On 7/3/2014 6:26 PM, Bosco Rama wrote:
Hmmm. You are using '--oids' to *include* large objects? IIRC, that's
not the intent of that option. Large objects are dumped as part of a
DB-wide dump unless you request that they not be. However, if you
restrict your dumps to specific schemata and/or tables then the large
objects are NOT dumped unless you request that they are. Something to
keep in mind.
I can get rid of --oids and see what happens. I used to have
cross-table references to OID fields before, so this is no doubt a
holdover, but I think I am now using UUIDs for all such links/references
and the OID fields are just like any other data field. It may not be
needed and I'll see if it speeds up the backup and restores correctly.
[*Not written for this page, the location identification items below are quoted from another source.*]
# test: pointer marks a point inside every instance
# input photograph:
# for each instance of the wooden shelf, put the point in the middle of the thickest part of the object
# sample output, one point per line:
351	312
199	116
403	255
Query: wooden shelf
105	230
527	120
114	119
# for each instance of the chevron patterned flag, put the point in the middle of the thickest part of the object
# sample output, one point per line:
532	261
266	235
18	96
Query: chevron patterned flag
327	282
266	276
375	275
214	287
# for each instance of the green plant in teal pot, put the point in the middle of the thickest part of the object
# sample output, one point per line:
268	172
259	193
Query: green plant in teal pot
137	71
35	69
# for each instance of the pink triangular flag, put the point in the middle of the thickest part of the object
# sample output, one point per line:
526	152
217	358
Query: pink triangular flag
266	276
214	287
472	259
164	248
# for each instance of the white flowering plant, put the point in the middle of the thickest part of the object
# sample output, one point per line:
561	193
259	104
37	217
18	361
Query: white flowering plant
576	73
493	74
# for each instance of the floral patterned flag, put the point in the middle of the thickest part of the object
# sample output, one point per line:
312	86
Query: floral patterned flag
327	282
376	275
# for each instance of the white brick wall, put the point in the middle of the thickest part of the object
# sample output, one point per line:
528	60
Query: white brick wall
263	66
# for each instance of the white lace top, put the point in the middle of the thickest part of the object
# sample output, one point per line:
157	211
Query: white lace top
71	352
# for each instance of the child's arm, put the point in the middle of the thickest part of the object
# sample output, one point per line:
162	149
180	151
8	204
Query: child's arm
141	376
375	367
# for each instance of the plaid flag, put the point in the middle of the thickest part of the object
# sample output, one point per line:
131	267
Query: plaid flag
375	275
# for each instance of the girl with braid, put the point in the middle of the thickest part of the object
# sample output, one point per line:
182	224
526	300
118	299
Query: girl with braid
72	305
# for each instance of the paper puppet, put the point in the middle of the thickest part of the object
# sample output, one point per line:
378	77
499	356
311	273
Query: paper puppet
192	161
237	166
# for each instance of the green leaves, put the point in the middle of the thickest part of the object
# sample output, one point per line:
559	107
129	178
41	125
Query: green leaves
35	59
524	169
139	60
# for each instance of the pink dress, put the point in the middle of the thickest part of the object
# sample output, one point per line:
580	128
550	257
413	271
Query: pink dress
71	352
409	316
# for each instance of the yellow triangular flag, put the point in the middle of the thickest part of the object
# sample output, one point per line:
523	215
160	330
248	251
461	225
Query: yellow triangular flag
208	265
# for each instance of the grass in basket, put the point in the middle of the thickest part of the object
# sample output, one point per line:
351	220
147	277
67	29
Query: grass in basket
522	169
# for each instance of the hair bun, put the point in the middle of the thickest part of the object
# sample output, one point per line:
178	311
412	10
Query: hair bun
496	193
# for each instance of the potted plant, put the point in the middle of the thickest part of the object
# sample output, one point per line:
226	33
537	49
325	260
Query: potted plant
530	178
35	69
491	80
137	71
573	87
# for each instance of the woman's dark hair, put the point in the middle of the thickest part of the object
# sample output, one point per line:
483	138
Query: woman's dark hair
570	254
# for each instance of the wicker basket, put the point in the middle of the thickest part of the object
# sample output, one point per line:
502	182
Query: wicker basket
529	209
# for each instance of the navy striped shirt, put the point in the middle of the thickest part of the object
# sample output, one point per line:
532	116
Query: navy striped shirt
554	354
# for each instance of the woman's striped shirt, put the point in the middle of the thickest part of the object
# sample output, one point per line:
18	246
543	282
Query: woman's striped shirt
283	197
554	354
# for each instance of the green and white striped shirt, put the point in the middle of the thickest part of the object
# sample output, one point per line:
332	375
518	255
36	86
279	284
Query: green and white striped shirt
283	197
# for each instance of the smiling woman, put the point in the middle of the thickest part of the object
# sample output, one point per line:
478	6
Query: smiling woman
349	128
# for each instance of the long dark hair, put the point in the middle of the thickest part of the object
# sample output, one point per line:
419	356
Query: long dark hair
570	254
Many of the large objects are gzip compressed when stored. Would I be
better off letting PG do its compression and remove gzip, or turn off
all PG compression and use gzip? Or perhaps use neither if my large
objects, which take up the bulk of the database, are already compressed?
OK. Given all the above (and that gpg will ALSO do compression unless
told not to), I'd go with the following (note lowercase 'z' in gpg
command). Note also that there may be a CPU vs I/O trade-off here that
may make things muddier but the following are 'conceptually' true.
Fast but big
============
$ pg_dump -Z0 -Fc ... $DB | gpg -z0 ... | split
Less fast but smaller
=====================
$ pg_dump -Z1 -Fc ... $DB | gpg -z0 ... | split
I'll give that a try now. I didn't notice any real time savings when I
changed pg_dump without any -Z param to -Z 0, and oddly, not much of a
difference removing gzip entirely.
BTW, is there any particular reason to do the 'split'?
Yes, I transfer the files to Amazon S3 and there were too many troubles
with one really big file.
Thanks again...